On Modern Documents

Modern documents should be written in HTML. Matthew Butterick put it best.

PDF is fundamentally a digital simulation of paper. So it’s great for making paper documents available in the digital realm. But for natively digital documents…it removes functionality and imposes design constraints.

This applies not only to PDF, but to other formats: PostScript, .docx, .odf. The need for first-class HTML output disqualifies many traditional document processing systems from consideration. In order to fill this gap I developed two tools: modoc and lark.

Static site generators

Static site generators are meant to produce HTML from human-readable source files. This seems like the perfect solution, but there exist an absurd amount of static site generators. This may be because static site generators bundle several disparate tools together. Developers feel the need to constantly reinvent the wheel with their own preferences. The result is a large body of deficient programs which are difficult to customize.

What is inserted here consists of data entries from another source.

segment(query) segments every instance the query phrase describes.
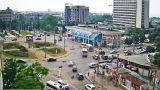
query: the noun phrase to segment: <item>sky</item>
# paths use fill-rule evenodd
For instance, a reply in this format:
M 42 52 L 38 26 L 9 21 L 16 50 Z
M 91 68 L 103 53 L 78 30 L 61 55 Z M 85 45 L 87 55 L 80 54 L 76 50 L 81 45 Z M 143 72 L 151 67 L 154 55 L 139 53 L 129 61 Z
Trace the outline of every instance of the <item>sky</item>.
M 94 13 L 112 13 L 113 0 L 0 0 L 0 9 L 18 11 L 64 11 L 65 3 L 85 5 Z M 150 17 L 160 17 L 160 0 L 150 0 Z

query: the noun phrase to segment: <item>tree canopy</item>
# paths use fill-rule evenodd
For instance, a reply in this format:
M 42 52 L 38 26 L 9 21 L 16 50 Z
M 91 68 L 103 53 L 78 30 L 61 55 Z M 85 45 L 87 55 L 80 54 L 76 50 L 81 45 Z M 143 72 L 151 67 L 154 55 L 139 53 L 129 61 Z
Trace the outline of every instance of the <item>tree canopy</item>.
M 41 78 L 48 69 L 40 63 L 32 65 L 18 63 L 16 59 L 6 59 L 3 71 L 4 89 L 44 89 Z

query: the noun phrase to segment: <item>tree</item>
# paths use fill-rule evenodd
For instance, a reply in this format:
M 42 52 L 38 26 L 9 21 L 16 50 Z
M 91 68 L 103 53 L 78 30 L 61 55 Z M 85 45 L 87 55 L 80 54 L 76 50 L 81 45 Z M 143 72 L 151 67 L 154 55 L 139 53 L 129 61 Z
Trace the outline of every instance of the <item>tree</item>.
M 6 59 L 3 71 L 4 89 L 44 89 L 41 78 L 48 69 L 36 62 L 32 65 L 20 64 L 16 59 Z
M 15 83 L 18 63 L 16 59 L 5 59 L 3 75 L 3 86 L 5 89 L 10 89 Z
M 155 54 L 154 59 L 155 59 L 154 64 L 160 66 L 160 53 Z
M 41 19 L 40 26 L 45 31 L 56 32 L 59 21 L 60 21 L 60 18 L 48 15 L 48 16 L 45 16 Z
M 127 45 L 131 45 L 133 43 L 132 38 L 126 38 L 124 42 Z
M 155 52 L 155 48 L 153 46 L 147 46 L 146 51 L 149 53 L 153 53 L 153 52 Z
M 160 36 L 157 36 L 155 39 L 156 49 L 160 52 Z

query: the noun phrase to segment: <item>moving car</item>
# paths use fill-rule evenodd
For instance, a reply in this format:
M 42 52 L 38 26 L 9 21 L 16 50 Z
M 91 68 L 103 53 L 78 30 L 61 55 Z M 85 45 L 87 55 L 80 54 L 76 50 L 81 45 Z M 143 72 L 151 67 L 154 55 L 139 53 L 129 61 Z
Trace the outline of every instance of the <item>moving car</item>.
M 96 87 L 93 84 L 86 84 L 85 89 L 86 90 L 96 90 Z
M 77 72 L 77 67 L 76 66 L 73 66 L 72 72 Z
M 60 84 L 62 86 L 62 90 L 69 90 L 69 85 L 64 82 L 63 80 L 58 80 L 58 84 Z
M 56 58 L 52 58 L 52 57 L 47 59 L 47 62 L 54 62 L 54 61 L 57 61 L 57 59 Z
M 41 40 L 41 38 L 40 38 L 40 37 L 38 37 L 38 38 L 36 38 L 36 40 Z
M 83 76 L 82 73 L 78 73 L 78 74 L 76 75 L 76 77 L 77 77 L 78 80 L 83 80 L 83 79 L 84 79 L 84 76 Z
M 94 62 L 92 62 L 92 63 L 90 63 L 89 64 L 89 67 L 90 68 L 96 68 L 98 65 L 96 64 L 96 63 L 94 63 Z
M 98 55 L 93 55 L 92 58 L 95 59 L 95 60 L 98 60 L 99 56 Z
M 26 64 L 26 63 L 27 63 L 27 61 L 26 61 L 26 60 L 17 60 L 17 63 Z
M 69 62 L 68 62 L 68 66 L 69 66 L 69 67 L 72 67 L 73 65 L 74 65 L 73 61 L 69 61 Z

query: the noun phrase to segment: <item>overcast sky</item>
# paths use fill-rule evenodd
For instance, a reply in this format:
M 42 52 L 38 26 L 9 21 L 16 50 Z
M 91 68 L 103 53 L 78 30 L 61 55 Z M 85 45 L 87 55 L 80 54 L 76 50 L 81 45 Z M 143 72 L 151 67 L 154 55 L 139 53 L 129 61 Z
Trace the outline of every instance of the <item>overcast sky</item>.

The best solution is to use a dedicated build automation tool. They were designed to take source files and compile them efficiently. The only difference here is that we are using markup files as our input instead of program source code and HTML as our output instead of binaries. This method decouples all the components of the static site generator and while one loses some convenience, there are major gains in flexibility. Many changes can occur with just a minor edit to the build script. No plugins necessary.

The most difficult part is getting started. Nobody writes Makefiles from scratch.

modoc generates boilerplate build automation scripts designed for compiling HTML. It supports a number of different build automation tools, markup parsers, and templating languages. The generated file is only meant to be a starting point. The modoc reference provides an array of sample configurations.

Markup parsing

Selecting a markup parser can be difficult as markup languages have a power-readability trade-off. HTML is powerful and expressive, but quite difficult to read and write. Markdown is an extremely readable format, but is constrained by the language features provided by the parser.

The ideal markup language is parsimonious. It only provides the syntax elements you need and nothing more. The particular set of syntax elements is, of course, highly dependent on the author.

Some tools like pandoc offer filters where one can modify the AST before it is converted to HTML. This is useful, but not quite flexible enough. One can transform elements into others, but cannot introduce new syntax altogether.

lark enables one to easily construct and modify humane markup language parsers. It returns LPeg patterns, meaning it can easily be extended to include more sophisticated functionality. There is a module which implements a significant number of Markdown language features called lark-md.


The impetus for this document philosophy was twofold: frustration at static site generators for reinventing dependency tracking when build automation tools already exist for this purpose, and a desire to write human-readable source files that implement more features than standard Markdown. The latter specifically for writing mathematics.

I developed these tools to resolve my personal gripes with static site generators and markup parsers. modoc and lark can be used separately, but in tandem I hope they form a powerful and extensible document system that others can use too.


Others before me have used build automation tools to generate HTML pages like the m4-bakery and Wakefile projects. My contribution in modoc was to extend the idea to other build automation tools, provide an easy web interface to customize boilerplates, and write some adequate documentation demonstrating sample configurations.

The idea behind lark is more novel. I experimented with several other systems including a general purpose macro processor, but ultimately decided to use a full parsing library which enables one to write more powerful markup languages.

The target markup language I had in mind was Markdown and it turned out most of the syntax can be neatly categorized into block and inline elements. lark takes advantage of this simple classification and enables one to replicate most of the features of Markdown with very little code.